Definition (Concept Distance.)

Given two concept classes $(C^{(1)} = (c^{(1)}_{1}, c^{(1)}_{2}, ..., c^{(1)}_{n}))$ and $(C^{(2)} = (c^{(2)}_{1}, c^{(2)}_{2}, ..., c^{(2)}_{n}))$, the concept distance $(d(C^{(1)}, C^{(2)}))$ is defined as the number of elements that differ between the two concept classes:

$( d(C^{(1)}, C^{(2)}) = \sum_{i=1}^{n} I(c^{(1)}_{i}, c^{(2)}_{i}) )$

Multiplicative Emergence of Compositional Abilities

Based on this theoretical model, we can formulate a hypothesis: In the learning process, the distance from the training set on the graph dictates when the capability emerges. Let's consider using the blue nodes for training and the pink nodes for testing.

Concept distance

Intuitively, the compositional ability emerges in sequence: The model first generates the correct images for the light pink nodes; subsequently, it generates accurate images for the dark pink nodes. Is this hypothesis correct? We'll verify it through an experiment.
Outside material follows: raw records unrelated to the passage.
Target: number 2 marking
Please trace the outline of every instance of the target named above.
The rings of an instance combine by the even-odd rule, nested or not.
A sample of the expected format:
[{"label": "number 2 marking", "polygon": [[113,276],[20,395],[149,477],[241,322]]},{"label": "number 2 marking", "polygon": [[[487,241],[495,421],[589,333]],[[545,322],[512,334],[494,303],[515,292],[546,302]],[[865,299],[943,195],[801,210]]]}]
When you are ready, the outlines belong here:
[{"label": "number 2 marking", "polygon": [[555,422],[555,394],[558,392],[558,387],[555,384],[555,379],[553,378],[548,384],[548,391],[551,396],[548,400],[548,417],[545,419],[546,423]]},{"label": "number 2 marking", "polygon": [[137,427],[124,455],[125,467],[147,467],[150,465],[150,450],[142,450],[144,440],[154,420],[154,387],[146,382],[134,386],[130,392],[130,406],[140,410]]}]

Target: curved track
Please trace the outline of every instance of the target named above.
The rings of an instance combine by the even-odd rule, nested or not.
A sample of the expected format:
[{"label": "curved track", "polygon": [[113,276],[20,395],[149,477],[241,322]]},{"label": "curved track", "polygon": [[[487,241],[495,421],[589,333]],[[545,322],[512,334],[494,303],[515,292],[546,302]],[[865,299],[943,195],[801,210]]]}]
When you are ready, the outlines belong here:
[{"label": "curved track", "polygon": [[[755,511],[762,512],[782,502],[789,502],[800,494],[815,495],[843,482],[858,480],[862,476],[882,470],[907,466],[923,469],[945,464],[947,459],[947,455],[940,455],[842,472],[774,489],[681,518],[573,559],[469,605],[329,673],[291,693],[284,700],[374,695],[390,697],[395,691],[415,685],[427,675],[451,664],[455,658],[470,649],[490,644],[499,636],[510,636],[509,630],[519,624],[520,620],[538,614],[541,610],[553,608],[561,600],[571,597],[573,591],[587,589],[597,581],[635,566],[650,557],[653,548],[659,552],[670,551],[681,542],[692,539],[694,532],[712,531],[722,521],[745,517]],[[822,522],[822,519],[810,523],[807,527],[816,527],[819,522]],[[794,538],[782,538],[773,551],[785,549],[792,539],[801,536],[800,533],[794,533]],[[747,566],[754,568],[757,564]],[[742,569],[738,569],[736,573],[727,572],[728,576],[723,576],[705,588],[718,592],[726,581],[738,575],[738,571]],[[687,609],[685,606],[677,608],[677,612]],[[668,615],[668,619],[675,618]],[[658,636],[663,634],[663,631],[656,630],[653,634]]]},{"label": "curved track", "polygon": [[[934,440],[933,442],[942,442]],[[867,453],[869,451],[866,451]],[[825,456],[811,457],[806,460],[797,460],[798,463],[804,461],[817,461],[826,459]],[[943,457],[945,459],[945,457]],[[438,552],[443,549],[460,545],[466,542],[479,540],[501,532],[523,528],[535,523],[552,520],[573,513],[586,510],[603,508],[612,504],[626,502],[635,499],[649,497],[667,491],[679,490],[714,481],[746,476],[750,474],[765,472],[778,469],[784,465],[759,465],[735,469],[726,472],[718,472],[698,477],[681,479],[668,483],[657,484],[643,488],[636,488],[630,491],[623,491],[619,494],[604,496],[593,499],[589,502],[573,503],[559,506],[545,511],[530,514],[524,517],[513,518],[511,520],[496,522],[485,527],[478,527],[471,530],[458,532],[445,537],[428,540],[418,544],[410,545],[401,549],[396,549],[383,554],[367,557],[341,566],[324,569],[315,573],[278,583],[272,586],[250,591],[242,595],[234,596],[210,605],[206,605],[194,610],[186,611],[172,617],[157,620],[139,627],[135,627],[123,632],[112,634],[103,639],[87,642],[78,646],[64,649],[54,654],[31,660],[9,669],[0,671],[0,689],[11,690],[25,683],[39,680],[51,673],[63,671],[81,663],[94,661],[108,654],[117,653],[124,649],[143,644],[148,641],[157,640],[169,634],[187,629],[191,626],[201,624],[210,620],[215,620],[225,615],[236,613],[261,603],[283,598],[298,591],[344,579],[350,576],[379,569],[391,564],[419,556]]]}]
Below we visualize the progression of the accuracy for the generated images throughout the training period.

In this experiment, we trained linear classifiers for each concept - shape, color, size - using pairs of text and images from both the training and test datasets. Subsequently, we evaluated their classification accuracy for the generated images.

In this scenario, the diffusion model demonstrates compositional capability, achieving 100% accuracy for both the 1-hop (light pink) and the 2-hop (dark pink) nodes. This compositional ability unfolds sequentially: first, the 1-hop node reaches 100% accuracy, followed by the 2-hop node achieving full accuracy after a certain period. This experimental result seems intuitive, as the model can synthesize two concepts once each individual concept has been learned. Interestingly, there's the emergence of accuracy for the 2-hop node.

What is the mechanism behind emergent capability? To investigate this, we have plotted the accuracy for each concept.

Our task is multiplicative in nature, meaning that the accuracy reaches 100% only when all concepts are accurate. Therefore, the increase in accuracy commences after learning the most challenging concept, which in this case, is color.

The aforementioned results can be viewed from the perspective of fairness. We noticed a bias towards red, the majority color in the training set. The minority color, which is blue, was learned only after a certain period following the learning of the majority color, red.

This result suggests that we should not halt training once the loss function converges for the training datasets. Continuing beyond this point can potentially yield fairer results for the minority groups.

Challenges for Compositional Generalization

Next, we will investigate examples where the diffusion model struggles to composite multiple concepts. We decreased the number of samples for specific nodes and monitored the accuracy of the images generated for varying sample sizes.

We see that different concepts require varying amounts of samples: the 'color' concept necessitates fewer samples, while the 'size' concept requires a larger quantity.

Avenues for Extensions

Wrapping Up

In this blog post, we introduce our theoretical framework, termed 'concept graph', which is designed to assess the compositional abilities of text-to-image generation models. Based on this theoretical framework, we created synthetic datasets and conducted a series of experiments. In this post, we highlight some of our key experimental results. Our findings are as follows: (i) The compositional structure of the data-generating process determines the order in which the capabilities emerge, as well as the ability to combine them; (ii) The learning of individual concepts influences performance on compositional tasks. This has a multiplicative effect, explaining the sudden emergence of capability; and (iii) When the training data for specific concepts is insufficient, learning and composing capabilities become more challenging.